As if I didn't feel like a big enough loser for seeing the movie and shopping at Value Village, now I have to contend with this insult too.
DreamWorks has made films and a fortune over the past 20 years based on one simple principle: people are dumb. Past insults have ranged from Pepsi slogans chasing actors around, to cross-commercialized, film-logo spark plugs and even cement forms, but in recent months this assumption of stupidity has pressed legal bounds.
DreamWorks has cosponsored a promotion to endorse the newly released film Anchorman, starring Will Farrell. As part of their publicity they've disseminated lottery-style scratch tickets to shoppers of the Value Village thrift store chain. The grand prize is a trip to San Diego, that is if you're American.
Perhaps the passive, pansy judicial system in Canada permits this sort of wiggle room. This ticket informs the would-be scratcher that, if you win and you're Canadian, you "may be required to correctly answer a skill testing question" before you may redeem your prize. I should mention that Mexicans have no restrictions on winning but, I wonder, is that just because all the Mexicans are already in San Diego? Smart move DreamWorks.

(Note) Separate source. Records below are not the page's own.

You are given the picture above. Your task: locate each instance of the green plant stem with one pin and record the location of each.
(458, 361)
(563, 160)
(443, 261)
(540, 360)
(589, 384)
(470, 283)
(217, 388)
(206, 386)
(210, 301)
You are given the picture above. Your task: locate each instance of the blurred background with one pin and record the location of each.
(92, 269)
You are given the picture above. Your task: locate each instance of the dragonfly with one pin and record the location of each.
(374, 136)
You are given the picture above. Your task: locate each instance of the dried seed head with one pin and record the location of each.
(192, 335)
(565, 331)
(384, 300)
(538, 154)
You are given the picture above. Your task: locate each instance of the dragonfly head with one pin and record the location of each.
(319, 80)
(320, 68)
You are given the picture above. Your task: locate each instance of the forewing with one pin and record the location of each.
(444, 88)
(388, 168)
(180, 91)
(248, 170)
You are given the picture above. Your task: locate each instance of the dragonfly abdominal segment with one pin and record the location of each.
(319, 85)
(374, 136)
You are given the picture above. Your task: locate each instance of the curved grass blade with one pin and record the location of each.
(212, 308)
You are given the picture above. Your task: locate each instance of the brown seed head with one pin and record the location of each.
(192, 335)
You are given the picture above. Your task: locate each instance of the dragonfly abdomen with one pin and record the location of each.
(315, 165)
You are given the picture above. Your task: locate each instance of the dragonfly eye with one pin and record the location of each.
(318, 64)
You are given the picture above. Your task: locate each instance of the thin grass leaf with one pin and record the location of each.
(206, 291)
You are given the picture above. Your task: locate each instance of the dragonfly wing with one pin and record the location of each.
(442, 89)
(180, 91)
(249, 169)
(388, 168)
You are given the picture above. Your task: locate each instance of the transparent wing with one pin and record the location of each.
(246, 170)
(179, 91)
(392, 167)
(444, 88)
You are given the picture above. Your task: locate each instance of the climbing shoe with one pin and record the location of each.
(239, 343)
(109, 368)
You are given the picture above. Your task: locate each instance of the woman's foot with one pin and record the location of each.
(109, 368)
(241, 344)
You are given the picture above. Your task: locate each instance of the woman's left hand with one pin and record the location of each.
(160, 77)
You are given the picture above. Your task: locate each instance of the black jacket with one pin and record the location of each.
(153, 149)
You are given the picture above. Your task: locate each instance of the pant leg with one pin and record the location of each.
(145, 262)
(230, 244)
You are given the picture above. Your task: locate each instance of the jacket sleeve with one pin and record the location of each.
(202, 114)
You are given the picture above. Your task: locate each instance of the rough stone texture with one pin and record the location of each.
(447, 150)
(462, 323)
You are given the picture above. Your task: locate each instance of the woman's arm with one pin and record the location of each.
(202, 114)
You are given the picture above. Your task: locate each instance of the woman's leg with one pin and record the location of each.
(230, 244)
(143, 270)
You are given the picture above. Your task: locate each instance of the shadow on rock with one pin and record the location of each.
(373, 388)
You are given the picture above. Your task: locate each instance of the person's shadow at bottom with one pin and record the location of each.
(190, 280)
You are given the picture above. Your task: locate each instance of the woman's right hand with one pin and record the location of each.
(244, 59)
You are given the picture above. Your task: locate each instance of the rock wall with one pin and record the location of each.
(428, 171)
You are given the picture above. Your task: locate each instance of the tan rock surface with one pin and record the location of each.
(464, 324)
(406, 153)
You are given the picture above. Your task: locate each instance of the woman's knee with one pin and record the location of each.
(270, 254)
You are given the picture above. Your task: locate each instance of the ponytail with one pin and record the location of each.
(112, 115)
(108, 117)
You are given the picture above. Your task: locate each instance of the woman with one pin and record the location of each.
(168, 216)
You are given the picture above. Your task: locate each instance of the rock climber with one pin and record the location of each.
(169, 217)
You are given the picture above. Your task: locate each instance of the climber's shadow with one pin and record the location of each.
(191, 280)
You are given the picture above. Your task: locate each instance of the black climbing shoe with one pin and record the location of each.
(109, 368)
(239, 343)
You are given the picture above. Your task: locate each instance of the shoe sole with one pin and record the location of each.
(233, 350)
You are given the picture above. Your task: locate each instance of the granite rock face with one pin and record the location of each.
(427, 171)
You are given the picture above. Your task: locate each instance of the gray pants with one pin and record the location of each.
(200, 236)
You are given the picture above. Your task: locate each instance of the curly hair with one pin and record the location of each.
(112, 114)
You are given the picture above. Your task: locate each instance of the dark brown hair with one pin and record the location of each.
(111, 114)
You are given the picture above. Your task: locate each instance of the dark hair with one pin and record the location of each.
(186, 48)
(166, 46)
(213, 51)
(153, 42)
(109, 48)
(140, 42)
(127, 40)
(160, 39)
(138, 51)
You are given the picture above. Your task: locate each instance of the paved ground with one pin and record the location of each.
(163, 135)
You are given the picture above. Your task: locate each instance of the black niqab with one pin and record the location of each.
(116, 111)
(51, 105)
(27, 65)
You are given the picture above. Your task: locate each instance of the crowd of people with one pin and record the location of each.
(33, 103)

As a non-dumb non-Canadian I have to ask, "What basic knowledge will we be testing exactly? This won't be states and capitals will it? How about DreamWorks movie trivia, is that it?"
Clearly Canadians are being punished for their universal access to medical care and exchange-rate-diminished ticket prices. I'd like to think it only applies to our puck-slapping neighbors to the north because our legal system is so protective or because their tundra-frozen Labatts-soaked brains won't catch the technicality but I know it's actually something more. No one can pass this basic knowledge test because no one shopping at Value Village possesses any basic knowledge. In America, however, we have random shootings and it's the random shootings that keeps us safe.
Come on DreamWorks, you can dump $40 million into a film but you can't spot $300 bucks to fly a cheesehead to San Diego? Give us a real promotion, then maybe we'll scratch. And, if we do, just maybe we'll win... maybe.
Here it is folks, the real deal. Can someone tell me how this is legal?